Energy Minister John Peter Amewu has cautioned the West African Gas Pipeline Company Ltd (WAPCo) not to impose high tariffs on gas supplied to Ghana.
According to him, consumers will not accept unrealistic tariff due to the availability of other sources of power at lower prices.
Peter Amewu was speaking at the West African Committee of Energy Ministers meeting in Accra.
“If the delivered gas price is prohibitive, compared to the other alternative fuels, gas will become a hard sell. We, therefore, expect WAPCo the pipeline company to try not to assume that there is a captive market for them and that any rates charged will be accepted wholeheartedly,” he said.
WAPCo transports gas from Nigeria through the West African Pipeline to Ghana and other West African countries at the cost of $5 per standard cubic feet.
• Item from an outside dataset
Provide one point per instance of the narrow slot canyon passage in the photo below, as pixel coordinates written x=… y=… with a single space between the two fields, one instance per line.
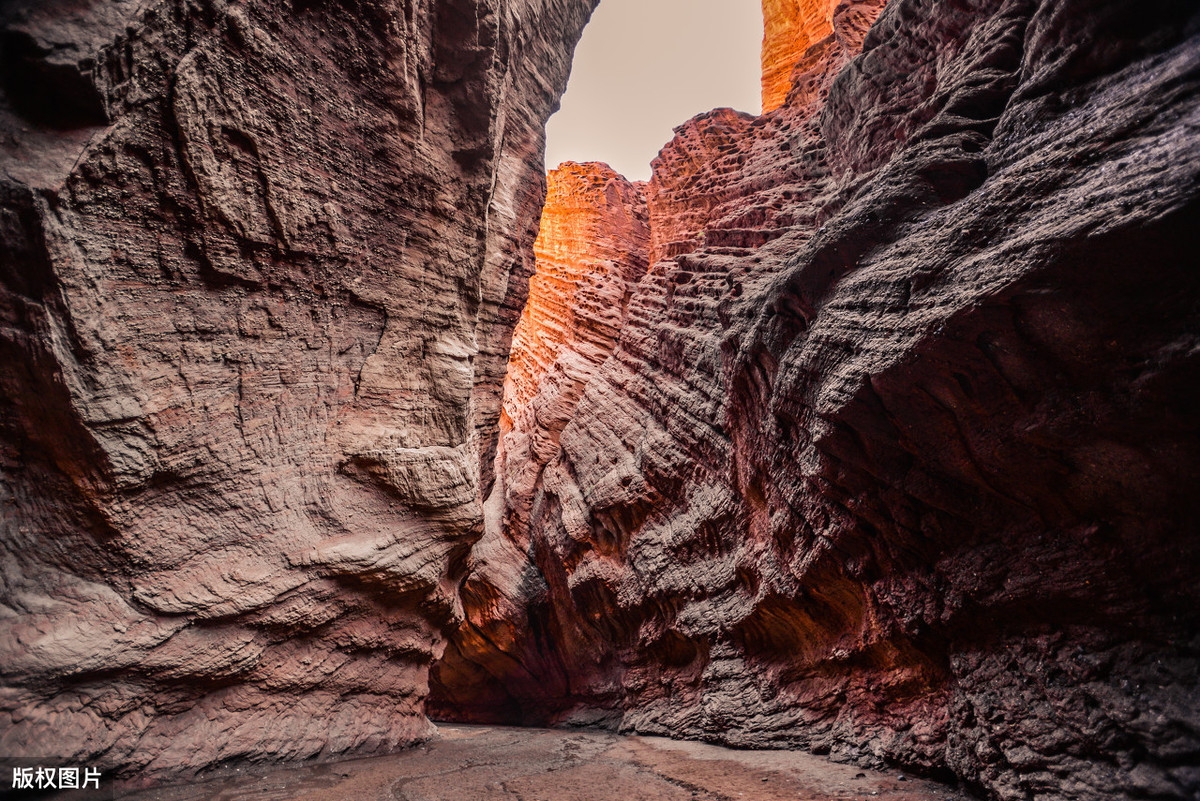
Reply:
x=849 y=452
Mr Amewu claimed that the tariff proposal submitted by WAPCo in their tariff proposal consultation process is not competitive and Ghana as a country is proposing to pay $1 per standard cubic feet.
Peter Amewu advised the company to slow down in its quest to get back their investment.
“While I commend WAPCo for sustaining the business through thick and thin, I urge WAPCo to consider that recovery of their investment may not have to be rushed in the circumstances.”
Meanwhile, Chief Executive of the West African Power Company, Walter Perez declined to comment on the claim but expressed confidence that both parties will have a win-win agreement at the end of the meeting.
Ghana’s quest to build a petrochemical industry in the Western region creates another opportunity for both parties to agree on terms that are beneficial to all parties.